Too many patients, too much responsibility

But COVID-19 is not the decisive issue. The pandemic has highlighted the already precarious working conditions in the care sector, a problem that The Walk of Care initiative, in which nurse Georg Goutrié is also active, has been working to repair since 2016. It unites caregivers of all ages and ranks in a campaign for better financial and structural health care policies.

"In Germany, we average about 13 patients per nurse, while in Holland, for example, there are only five," Goutrié says. "How am I supposed to take responsibility for 13 patients at once and still provide high-quality care?"

Nurses had already been working at their absolute limit for years in both outpatient clinics and hospitals, he stresses. Conditions hit women the hardest because they fill more than two-thirds of the nursing jobs throughout the country.

Those who suffer most can't afford to rest after their paid caregiving ends because the unpaid labor of tending to children and dependents awaits them at home. Many also experience racism or sexism in the workplace, but struggle to find new positions, Goutrié says.

Half of all critically ill patients on respirators do not survive

Low wages, high stress levels


According to the German Economic Institute, the country could see a shortage of around 307,000 nursing staff by 2035.

The problem has been steadily worsening for years. Conditions create physical and emotional strain, and understaffed teams often mean working overtime — on the lowest possible wages.

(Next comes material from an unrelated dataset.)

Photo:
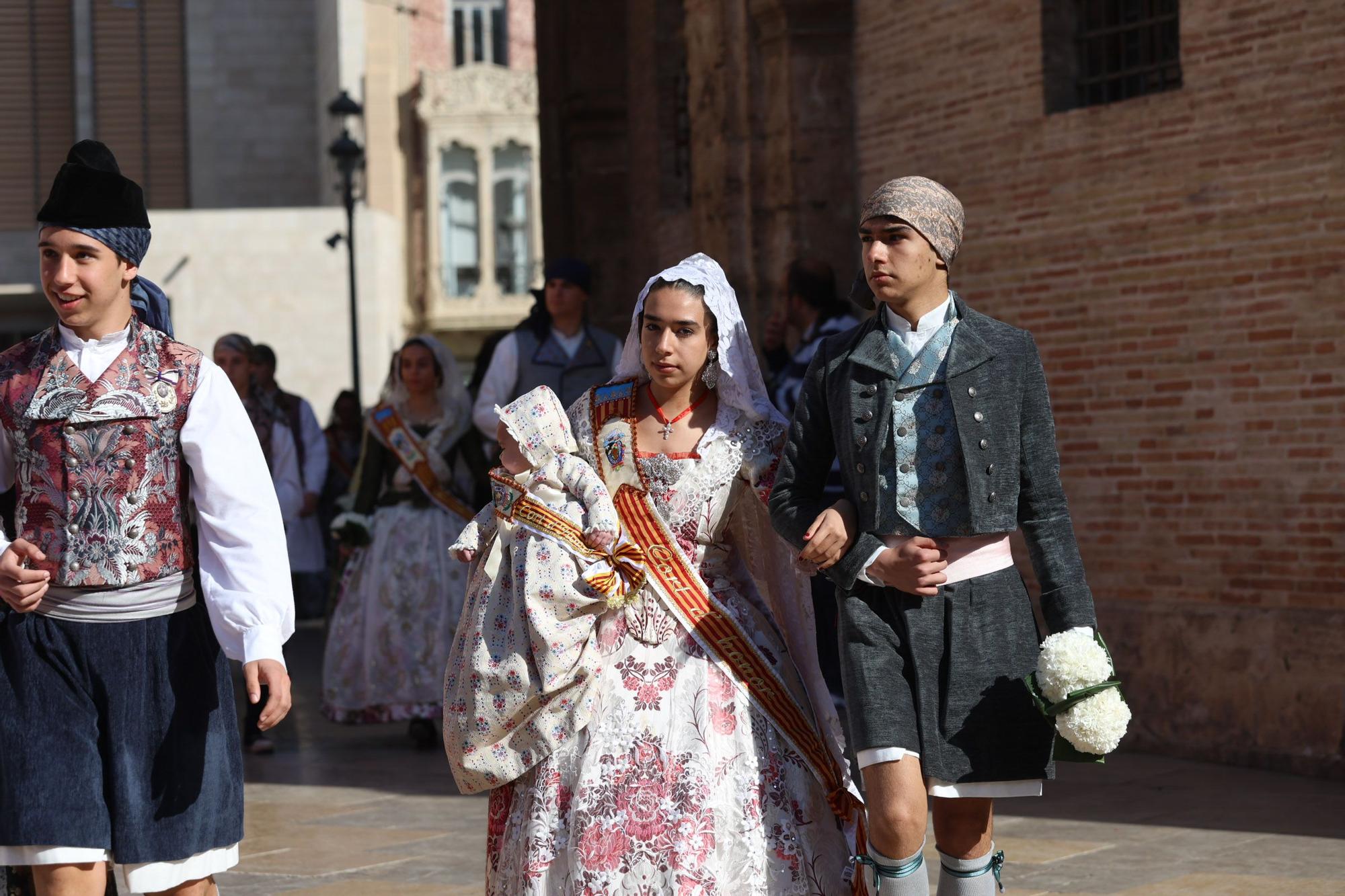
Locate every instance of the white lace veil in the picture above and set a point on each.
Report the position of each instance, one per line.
(740, 384)
(453, 393)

Anonymous reports by hospital personnel from across the country describe how this feels on a website called "Schwarzbuch Krankenhaus," (Black Book Hospital). Health workers' comments read:

"I didn't even have time to care for the dying!"

"I love my job and I am very proud of it. But I am so shocked by the abysmal care in this facility that I couldn't stand it for more than two years."

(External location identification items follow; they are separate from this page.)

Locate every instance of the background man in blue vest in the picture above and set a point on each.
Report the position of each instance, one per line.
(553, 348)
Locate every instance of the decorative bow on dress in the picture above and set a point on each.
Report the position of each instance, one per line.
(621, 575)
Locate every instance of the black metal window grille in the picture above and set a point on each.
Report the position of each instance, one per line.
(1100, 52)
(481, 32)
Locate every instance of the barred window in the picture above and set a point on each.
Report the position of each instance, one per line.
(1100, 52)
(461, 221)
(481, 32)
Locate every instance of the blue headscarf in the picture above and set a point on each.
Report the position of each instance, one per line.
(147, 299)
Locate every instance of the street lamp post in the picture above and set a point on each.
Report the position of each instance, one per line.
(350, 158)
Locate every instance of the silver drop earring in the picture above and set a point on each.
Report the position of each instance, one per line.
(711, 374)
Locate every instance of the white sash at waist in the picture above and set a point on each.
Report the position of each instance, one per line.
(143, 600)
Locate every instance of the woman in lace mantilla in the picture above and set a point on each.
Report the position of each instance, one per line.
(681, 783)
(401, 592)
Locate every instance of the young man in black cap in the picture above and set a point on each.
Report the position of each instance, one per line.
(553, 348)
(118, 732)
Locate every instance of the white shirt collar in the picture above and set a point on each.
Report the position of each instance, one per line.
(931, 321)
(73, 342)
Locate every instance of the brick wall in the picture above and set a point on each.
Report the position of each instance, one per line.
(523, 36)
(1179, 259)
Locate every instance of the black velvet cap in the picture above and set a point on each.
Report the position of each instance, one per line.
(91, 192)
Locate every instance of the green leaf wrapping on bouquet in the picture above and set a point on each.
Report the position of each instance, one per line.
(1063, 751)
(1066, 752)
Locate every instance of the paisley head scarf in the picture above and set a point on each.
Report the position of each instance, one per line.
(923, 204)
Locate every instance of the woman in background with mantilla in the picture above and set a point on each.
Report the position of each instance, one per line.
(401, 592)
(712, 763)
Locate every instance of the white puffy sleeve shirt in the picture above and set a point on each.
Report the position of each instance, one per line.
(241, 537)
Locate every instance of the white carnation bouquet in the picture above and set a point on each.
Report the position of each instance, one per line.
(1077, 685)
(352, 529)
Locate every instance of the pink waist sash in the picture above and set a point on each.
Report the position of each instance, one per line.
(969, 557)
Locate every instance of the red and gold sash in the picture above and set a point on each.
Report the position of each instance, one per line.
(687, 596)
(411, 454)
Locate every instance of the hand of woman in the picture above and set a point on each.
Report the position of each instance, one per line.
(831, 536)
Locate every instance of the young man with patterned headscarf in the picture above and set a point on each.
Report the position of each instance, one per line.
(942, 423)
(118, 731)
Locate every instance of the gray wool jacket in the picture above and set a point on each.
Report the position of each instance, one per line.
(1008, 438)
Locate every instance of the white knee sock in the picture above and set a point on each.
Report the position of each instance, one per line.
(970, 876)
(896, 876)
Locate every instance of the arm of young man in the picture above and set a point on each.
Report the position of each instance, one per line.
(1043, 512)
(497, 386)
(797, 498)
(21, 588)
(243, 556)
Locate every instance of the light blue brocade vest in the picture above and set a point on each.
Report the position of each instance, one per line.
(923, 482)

"When I broke down crying in the ward, none of the other nurses had even a moment to comfort me."


Burnout or coolout?

Such accounts reveal a wide spectrum of psychological distress. Burnout is a much-discussed topic in nursing. But there is also a phenomenon known as "coolout" that is becoming more common in Germany.

"It's when you don't care about anything. Nothing touches you anymore. It's a state of complete overload. You take care of people in a state of emergency," Goutrié says, adding that this leads to mistakes or even violence towards patients.

In June 2021, politicians vowed to make improvements, launching a nursing reform that came into force this year. It aims to alleviate the skilled worker shortage and job stress with better wages and more onsite decision-making responsibility for nursing staff.

But Goutrié is considering a career change, to maybe start something completely different, even if the idea pains him. "If you see yourself as a caregiver, it makes sense to go into nursing," he says. "But at what cost?"

This article was originally written in German.